I make phone calls all day long. No one I call ever answers. I leave voicemail after voicemail, and I wait for a call back. I’m good with that system. That’s what I expect.
In fact, I don’t really start to wonder about the call again for a day or two. I don’t think about when the call will come until I spot it again on my task list. Usually, the fact that I’ve left a voicemail completely slips my mind.
I’ve had some embarrassing situations where the call has finally been returned, and I can’t recall why I placed the call in the first place.
I’m different, however, from our client. So are you.
We make phone calls for a living, and we’re not all that emotionally attached to getting a response. We’ll hear when we hear, and then we’ll take the next step.
To us, phone calls are just phone calls; it’s what we do.
To our clients, phone calls are something very different. For clients, phone calls represent major life events. They determine where the children will live, how much money they will have, and whether they will live in the house or away in an apartment somewhere. The phone calls feel like life and death events to our clients.
Life and death can’t wait on you to get back from lunch, back from the courthouse, or back from vacation. Life and death means NOW. Life and death requires a response. Life and death does not accept that this isn’t that big a deal to you or other lawyers—after all, it’s life and death.

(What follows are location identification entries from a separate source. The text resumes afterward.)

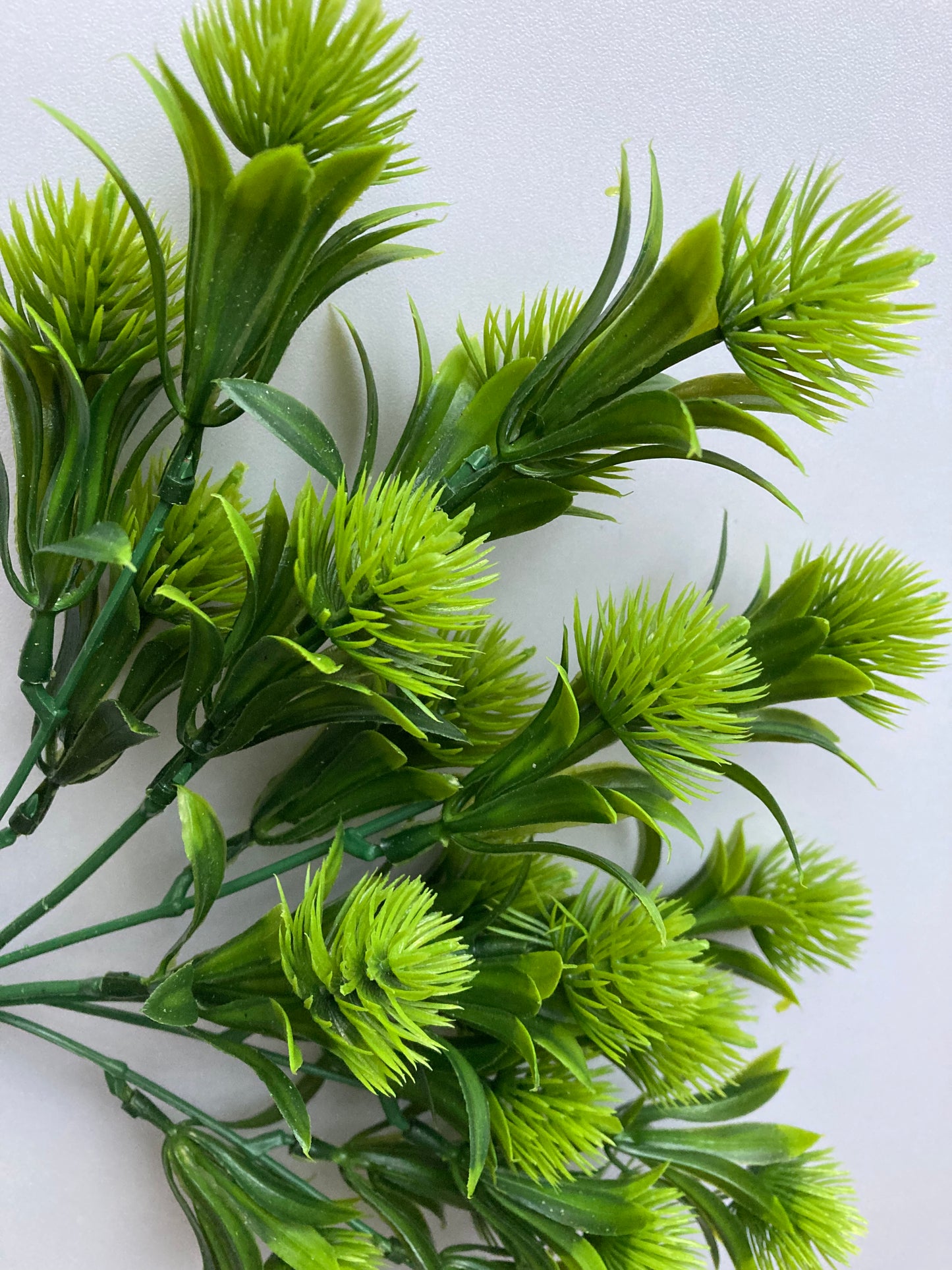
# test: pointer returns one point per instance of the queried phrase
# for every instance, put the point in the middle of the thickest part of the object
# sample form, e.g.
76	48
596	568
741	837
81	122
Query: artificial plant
553	1043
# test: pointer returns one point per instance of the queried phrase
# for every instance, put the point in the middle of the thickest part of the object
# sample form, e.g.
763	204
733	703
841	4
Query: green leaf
505	1027
282	1089
725	417
746	1094
729	1230
516	504
749	1143
404	1218
593	1205
538	746
734	1180
476	426
109	732
588	857
794	727
550	800
820	676
793	598
635	418
105	542
750	967
782	647
293	422
206	849
737	912
476	1113
172	1002
505	987
746	780
206	656
563	1045
370	432
677	304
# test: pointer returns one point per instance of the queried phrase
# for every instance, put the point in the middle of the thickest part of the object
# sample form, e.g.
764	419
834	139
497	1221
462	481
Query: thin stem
126	1016
179	470
179	904
121	1071
82	873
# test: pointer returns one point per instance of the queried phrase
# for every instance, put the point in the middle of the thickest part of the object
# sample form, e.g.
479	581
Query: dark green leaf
172	1001
516	504
105	542
293	422
109	732
476	1113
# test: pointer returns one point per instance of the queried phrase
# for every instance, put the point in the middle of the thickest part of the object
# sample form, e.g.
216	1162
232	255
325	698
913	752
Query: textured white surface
522	105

We work for them, and they get to decide what matters. You’re right; they’re wrong. So what? They get to decide what matters.
Sure, you can set them straight, you can tell them how it’s going to be, and you can lower expectations.
But in the end, they all agree that phone calls are life and death, whether we like it or not.
Return the call first and let other things wait. You’re not going to win this one. It’s life and death.